Authors: Hedrick Smith
O’Neill still sharply disagreed with Reagan’s spending priorities, but by laying back he did not dramatize the confrontation. On defense and Social Security, he let the Senate Republicans touch the hot wires of controversy first. O’Neill insisted that Republicans take the responsibility for governing. Long clashes between Senate Republicans and Weinberger over the Senate demands to restrain military spending spared Democrats the political cost of looking soft on defense.

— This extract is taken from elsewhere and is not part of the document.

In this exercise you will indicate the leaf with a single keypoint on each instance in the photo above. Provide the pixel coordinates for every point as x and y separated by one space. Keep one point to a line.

That was O’Neill’s new game: opposition by damage control. In the spring, he let Senate Majority Leader Bob Dole take the flak for trying to push Reagan into a politically realistic policy on defense and for tackling Social Security COLAs. In the fall, when Senate Republicans came up with the Gramm-Rudman six-year scheme to balance the budget, O’Neill swallowed hard and went along—up to a point. He faced down Democratic liberals, blacks, and committee chairmen, who feared that their programs would be decimated. Then he empowered two leading centrists, Tom Foley and Dick Gephardt, to negotiate changes in the bill to protect the Democrats’ most precious social programs. The Democratic maneuver cut the Pentagon hard and pressed Reagan to raise taxes. Thus, on what became a touchstone of responsible governing, the Democratic leadership matched the Republicans. As Kirk O’Donnell put it, the Speaker managed “to preserve the status quo without getting blamed for the status quo.”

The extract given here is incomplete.